Dad and Nick decide to fish. Back and forth they joke about catching dinner. Nick’s getting the gear organized while Dad swings the boat into the wind and drops anchor in an inlet lined with reeds. If I weren’t so wiped out, I’d fish with them. It would reinforce Dad’s view of his temporary remedy, one big happy family adventure. He’s not used to being the sad sack, but there’s no point in all of us being miserable. With the sun drilling into my bare skin like acupuncture needles, I keep reading and let the wash of their voices drift in the breeze around me.

Holden’s chapter about the elevator guy coming to collect the five dollars has always bugged me. Why does that girl Sunny let him do that to Holden? She ought to feel grateful. Holden wasn’t mean to her. She didn’t even have to do what she was supposedly paid to do.

That decision by Holden I understand completely. As badly as I want to have sex, I don’t like to think I would do it with a total stranger, totally cold like that, no buildup, no conversation, no relationship. She didn’t know him, didn’t care about him. It would be mechanical, unfeeling. Is he that desperate for company? Mack says none of that matters, it just happens. And that does make sense. Sometimes I can be standing next to a girl in line or watching a movie with a girl in a bathing suit, and I have to excuse myself. It’s embarrassing.

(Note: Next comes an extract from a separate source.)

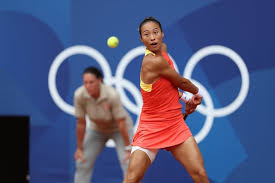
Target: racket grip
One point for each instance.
(185, 116)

Plus, how awful would it be to not know who else she’s been with recently? Or even just kissed. I mean, you can’t ever be sure, but with someone you know beforehand, like from school or whatever, at least you kind of know who she bums around with. You have a pretty good idea of the last guy she hooked up with.

What’s worse is old Sunny in Holden’s hotel room doesn’t pay any attention at all to how Holden’s feeling. She’s just there angling for money. A lousy five dollars at that. Even as bad off as my parents are with the medical bills and the lawyer’s fees, I have trouble imagining how five dollars could be that important to anyone, even back in the last century or whenever Salinger wrote Catcher. Sunny and the elevator guy just stick it to Holden because they can. Because he’s alone and young. That truly stinks.

The question that keeps bugging me is, could Holden have done something to prevent the whole episode? Is that the reason he tells us every embarrassing detail? The hairy chest who corners him, and his crying when they take the money from his wallet. He didn’t have to tell that part. If he weren’t feeling so depressed about school and having trouble connecting with old friends, he wouldn’t say yes when the elevator guy suggests the girl in the first place. And he sure as hell wouldn’t open the door to her that second time.

Then after all that mess with them in his room he takes a bath. What kind of guy takes a bath? He fabricates the whole movie scene, which is totally silly and really out of character for someone as straight as he’s been before that. I totally understand that it’s meant to be a foil. I can hear Stepford-Hanes suggesting that. Something so off-the-wall he wouldn’t be able to go through with it, to show the real Holden, not the pretend brave king of the city. Reading it this time, the fifth or sixth time, the last three lines really hit me, though. You really worry that he’s serious, that he might be so depressed or scared of facing his parents that he would jump out the window. He totally misses the point about jumping, though. Once you jump, it doesn’t matter who the hell is looking.

From my spot in the hammock I can hear the whole conversation between Nick and Dad on the upper deck. Nick’s telling Dad about his friend Thomas Lynch, who’s failing fifth grade. As if anyone could actually fail fifth grade. It’s mostly book reports and art projects and spelling bees, how hard is that? But Nick has talked to me about Thomas before. A couple of times. His father drinks a lot and when he’s drinking, he hits. Nick’s trying to convince Dad to go and talk to Thomas’s father about AA. Dad says no.

Not “no” because he won’t talk to Mr. Lynch, but “no” because it won’t change anything. Dad’s big thing about AA and making a decision to change your life revolves around Step One of the AA philosophy. You have to acknowledge you have a problem that you can’t solve yourself. We Landons have heard the drill a hundred times.